To be successful and sustainable in the long run, Vermont may need to find a way to attract students--not just from Vermont, but from across the region--other than offering a cut-rate price. Rather than compete on price, Vermont should find a better way to reach out to those students who are most likely to find Vermont's offerings appealing.
July 18, 2018
New York Times contributors get an unpleasant surprise when they try to write about higher education without bashing it (Michael Simkovic)
Ellen Shell, a journalism professor at Boston University, recently wrote an article for the New York Times arguing that while higher education confers vitally important advantages in the labor market, education alone is not enough to overcome the disadvantages of childhood poverty and to promote greater equality. The purpose of Shell’s article was apparently to advocate for more comprehensive efforts to overcome poverty, above and beyond greater investment in higher education.
In the hands of editors at the New York Times, the title of Professor Shell’s Op Ed became "College May Not Be Worth It Anymore."
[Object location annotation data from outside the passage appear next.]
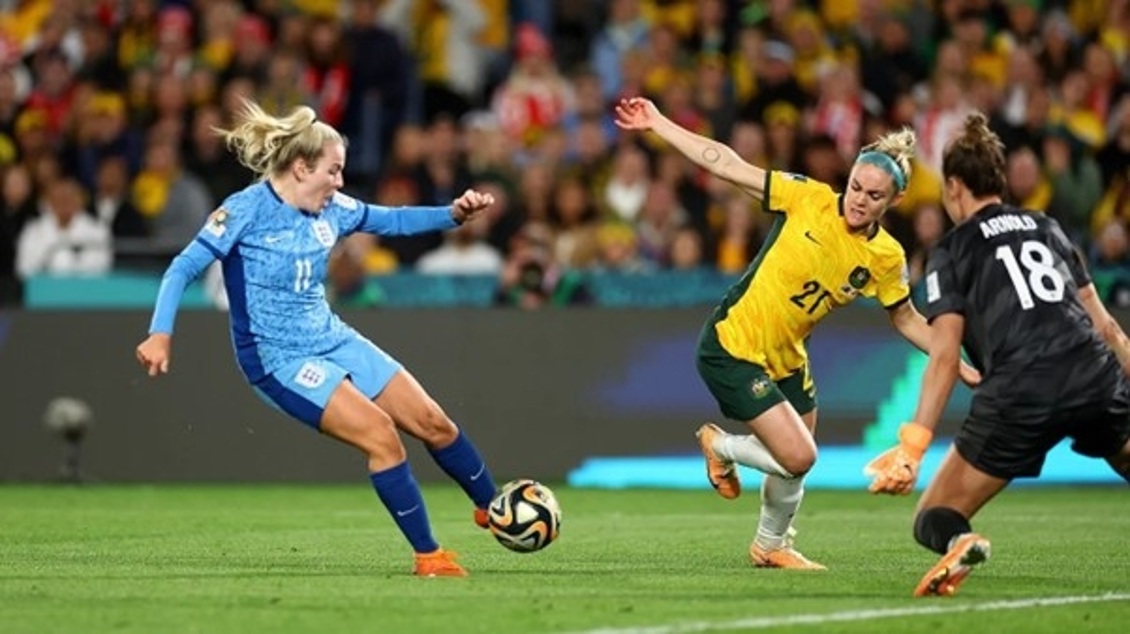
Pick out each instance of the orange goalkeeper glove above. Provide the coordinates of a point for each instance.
(895, 470)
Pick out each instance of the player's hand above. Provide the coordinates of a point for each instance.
(636, 113)
(470, 205)
(968, 374)
(895, 470)
(153, 354)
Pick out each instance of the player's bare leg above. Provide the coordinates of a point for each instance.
(781, 496)
(354, 419)
(417, 414)
(957, 492)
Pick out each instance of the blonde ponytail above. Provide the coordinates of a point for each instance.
(268, 145)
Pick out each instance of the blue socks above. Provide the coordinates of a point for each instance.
(401, 495)
(462, 462)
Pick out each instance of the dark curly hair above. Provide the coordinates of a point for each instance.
(976, 157)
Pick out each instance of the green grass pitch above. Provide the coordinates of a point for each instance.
(219, 558)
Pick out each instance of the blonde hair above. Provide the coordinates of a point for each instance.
(268, 145)
(900, 146)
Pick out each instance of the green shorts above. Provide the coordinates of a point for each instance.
(744, 390)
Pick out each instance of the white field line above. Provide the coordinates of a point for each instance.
(761, 623)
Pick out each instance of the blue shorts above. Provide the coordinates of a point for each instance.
(303, 387)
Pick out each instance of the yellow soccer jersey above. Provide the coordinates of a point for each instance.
(808, 266)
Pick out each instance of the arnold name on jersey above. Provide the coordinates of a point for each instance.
(1004, 223)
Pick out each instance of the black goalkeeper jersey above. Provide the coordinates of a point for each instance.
(1015, 277)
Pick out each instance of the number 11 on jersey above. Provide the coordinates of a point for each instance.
(303, 274)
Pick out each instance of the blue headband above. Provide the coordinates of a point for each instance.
(889, 165)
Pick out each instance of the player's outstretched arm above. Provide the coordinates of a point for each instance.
(895, 470)
(155, 352)
(639, 113)
(1106, 326)
(410, 220)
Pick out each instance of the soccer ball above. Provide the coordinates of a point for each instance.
(524, 515)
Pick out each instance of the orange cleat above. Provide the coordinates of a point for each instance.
(721, 474)
(439, 563)
(950, 571)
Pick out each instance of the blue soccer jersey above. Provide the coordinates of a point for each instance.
(275, 258)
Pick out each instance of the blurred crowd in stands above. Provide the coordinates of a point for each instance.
(107, 161)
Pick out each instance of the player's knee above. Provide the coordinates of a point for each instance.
(797, 463)
(380, 441)
(937, 526)
(435, 428)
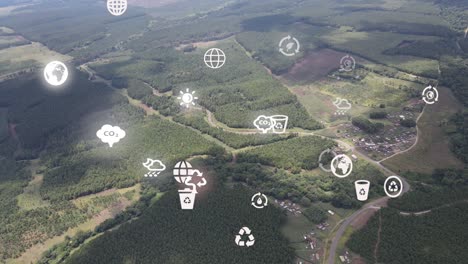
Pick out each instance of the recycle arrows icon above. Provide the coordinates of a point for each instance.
(288, 39)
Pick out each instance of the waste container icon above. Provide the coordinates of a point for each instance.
(362, 189)
(280, 123)
(187, 199)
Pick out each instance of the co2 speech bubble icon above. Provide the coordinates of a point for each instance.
(110, 134)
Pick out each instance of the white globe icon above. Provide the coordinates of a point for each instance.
(56, 73)
(117, 7)
(215, 58)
Several readers who contacted me about this article assumed that Professor Shell was an elitist who believed that the poor did not deserve to be as well educated as her own children. Apparently so did the author of the study she cited. He says that to the extent that Professor Shell may have intended to downplay the benefits of education to poor children, she misunderstood his work.
I contacted Professor Shell to ask about the discrepancy between the contents of her article and its title, and whether New York Times editors had changed her title.
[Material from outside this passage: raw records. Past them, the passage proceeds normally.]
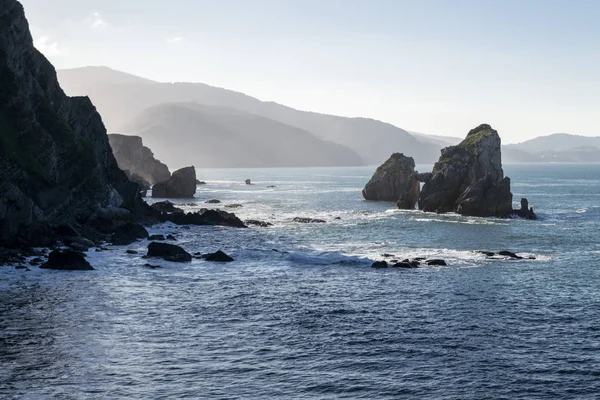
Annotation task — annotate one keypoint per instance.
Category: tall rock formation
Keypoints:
(394, 180)
(56, 165)
(137, 160)
(468, 178)
(181, 185)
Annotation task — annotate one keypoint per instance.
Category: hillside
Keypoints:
(121, 97)
(217, 137)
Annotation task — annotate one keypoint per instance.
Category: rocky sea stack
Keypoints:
(138, 160)
(394, 181)
(468, 179)
(55, 160)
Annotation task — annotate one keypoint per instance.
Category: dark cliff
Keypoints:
(56, 165)
(468, 178)
(133, 156)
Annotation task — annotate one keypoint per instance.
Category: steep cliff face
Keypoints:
(394, 180)
(137, 159)
(468, 178)
(56, 165)
(182, 185)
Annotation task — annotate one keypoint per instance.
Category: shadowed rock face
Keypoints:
(181, 185)
(468, 178)
(55, 161)
(137, 159)
(394, 180)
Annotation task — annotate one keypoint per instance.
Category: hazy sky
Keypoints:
(528, 67)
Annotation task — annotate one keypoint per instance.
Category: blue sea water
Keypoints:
(301, 314)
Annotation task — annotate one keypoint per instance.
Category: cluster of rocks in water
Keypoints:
(468, 179)
(408, 263)
(420, 261)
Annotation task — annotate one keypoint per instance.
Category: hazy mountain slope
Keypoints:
(557, 142)
(442, 141)
(120, 98)
(206, 136)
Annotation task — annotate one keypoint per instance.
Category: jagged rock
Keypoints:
(166, 206)
(255, 222)
(309, 220)
(468, 178)
(66, 260)
(379, 264)
(138, 160)
(78, 243)
(394, 180)
(506, 253)
(128, 234)
(406, 264)
(55, 160)
(525, 211)
(204, 217)
(168, 252)
(436, 262)
(423, 177)
(182, 184)
(108, 219)
(219, 256)
(36, 261)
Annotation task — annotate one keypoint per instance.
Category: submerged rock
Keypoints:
(506, 253)
(436, 262)
(309, 220)
(468, 178)
(166, 206)
(406, 264)
(168, 252)
(525, 211)
(67, 260)
(219, 256)
(379, 264)
(204, 217)
(394, 180)
(159, 238)
(128, 234)
(137, 159)
(255, 222)
(182, 184)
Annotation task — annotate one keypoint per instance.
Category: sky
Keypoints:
(527, 67)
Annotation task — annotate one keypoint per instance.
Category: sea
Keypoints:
(300, 313)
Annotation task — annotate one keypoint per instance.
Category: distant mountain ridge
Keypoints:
(558, 147)
(121, 97)
(220, 137)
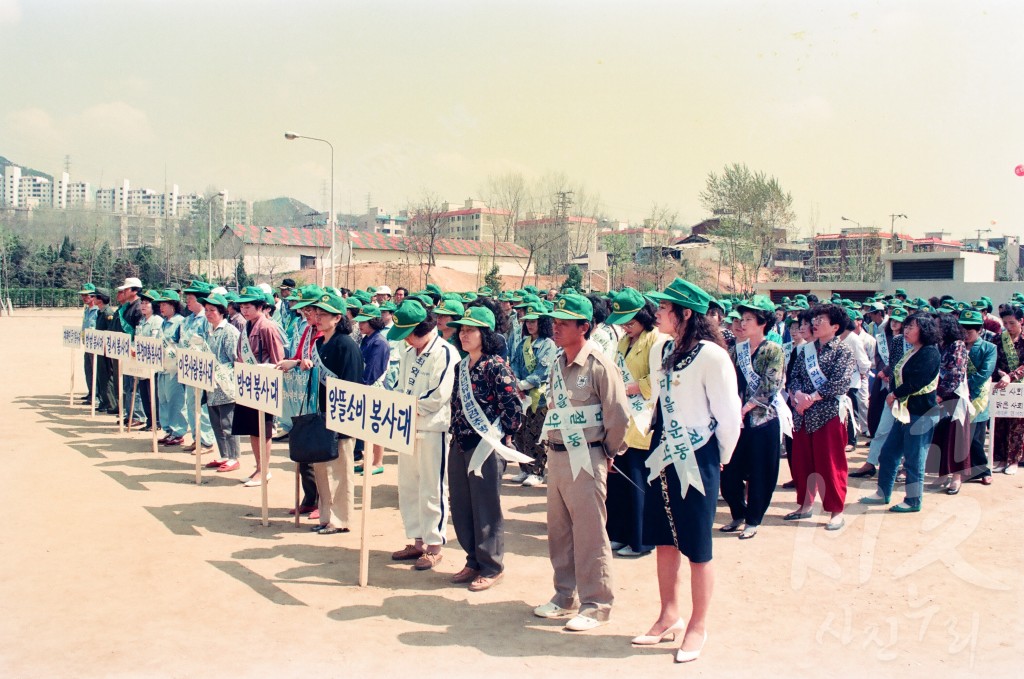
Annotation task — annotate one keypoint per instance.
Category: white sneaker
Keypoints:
(550, 609)
(584, 624)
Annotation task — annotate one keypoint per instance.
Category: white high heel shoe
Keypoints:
(690, 655)
(668, 635)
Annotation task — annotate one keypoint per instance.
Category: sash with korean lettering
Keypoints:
(570, 421)
(678, 441)
(489, 432)
(641, 410)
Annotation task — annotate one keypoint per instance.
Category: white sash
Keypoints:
(489, 432)
(678, 441)
(570, 421)
(247, 350)
(641, 411)
(813, 369)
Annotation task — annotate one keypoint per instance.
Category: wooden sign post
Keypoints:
(92, 342)
(260, 387)
(73, 341)
(196, 370)
(376, 416)
(119, 348)
(150, 353)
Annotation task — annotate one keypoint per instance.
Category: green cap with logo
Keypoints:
(625, 305)
(476, 316)
(409, 314)
(572, 307)
(971, 319)
(368, 312)
(685, 294)
(450, 307)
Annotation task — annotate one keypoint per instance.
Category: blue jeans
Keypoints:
(908, 442)
(172, 405)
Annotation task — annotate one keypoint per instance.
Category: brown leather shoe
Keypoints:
(485, 582)
(467, 575)
(427, 561)
(408, 553)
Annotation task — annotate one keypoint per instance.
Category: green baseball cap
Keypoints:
(572, 307)
(971, 319)
(409, 314)
(686, 294)
(757, 303)
(450, 307)
(368, 312)
(476, 316)
(625, 305)
(331, 303)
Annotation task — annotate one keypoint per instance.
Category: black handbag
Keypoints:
(309, 439)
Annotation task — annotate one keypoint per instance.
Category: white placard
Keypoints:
(72, 337)
(196, 368)
(1009, 401)
(375, 415)
(150, 351)
(135, 368)
(258, 387)
(93, 341)
(118, 345)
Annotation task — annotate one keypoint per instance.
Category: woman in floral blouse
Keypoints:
(750, 478)
(951, 435)
(474, 484)
(1009, 433)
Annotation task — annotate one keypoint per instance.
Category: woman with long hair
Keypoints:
(531, 364)
(915, 378)
(696, 425)
(170, 393)
(484, 402)
(952, 433)
(628, 483)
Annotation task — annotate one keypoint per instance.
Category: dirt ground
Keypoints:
(115, 563)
She wrote back that she was surprised by the title, that it did not match the contents of her article, that it must have come from the editor, and that it did not endear her to the administration at her university.
I knew to ask Professor Shell before jumping to conclusions because I have also been surprised to find that New York Times editors attached inapposite, critical titles to my work. And I have repeatedly heard similar complaints from other professors who have written Op Eds for the New York Times and from sources who have been misquoted by the New York Times and had their professional reputations damaged as a result.
Most readers of newspapers assume that the writer listed in the byline of a newspaper article or Op Ed is responsible not only for the text of an article, essay or Op Ed, but also for the lead or title that appears at the top.
At the New York Times, that is not the case.
Editors choose the titles of Op Eds or articles. Because many readers only read the lead or title, and not the full article, this gives senior management at media companies an enormous amount of power. This power comes without public scrutiny, since usually only the name of the “author” (and not the editor) appears in the byline of the article.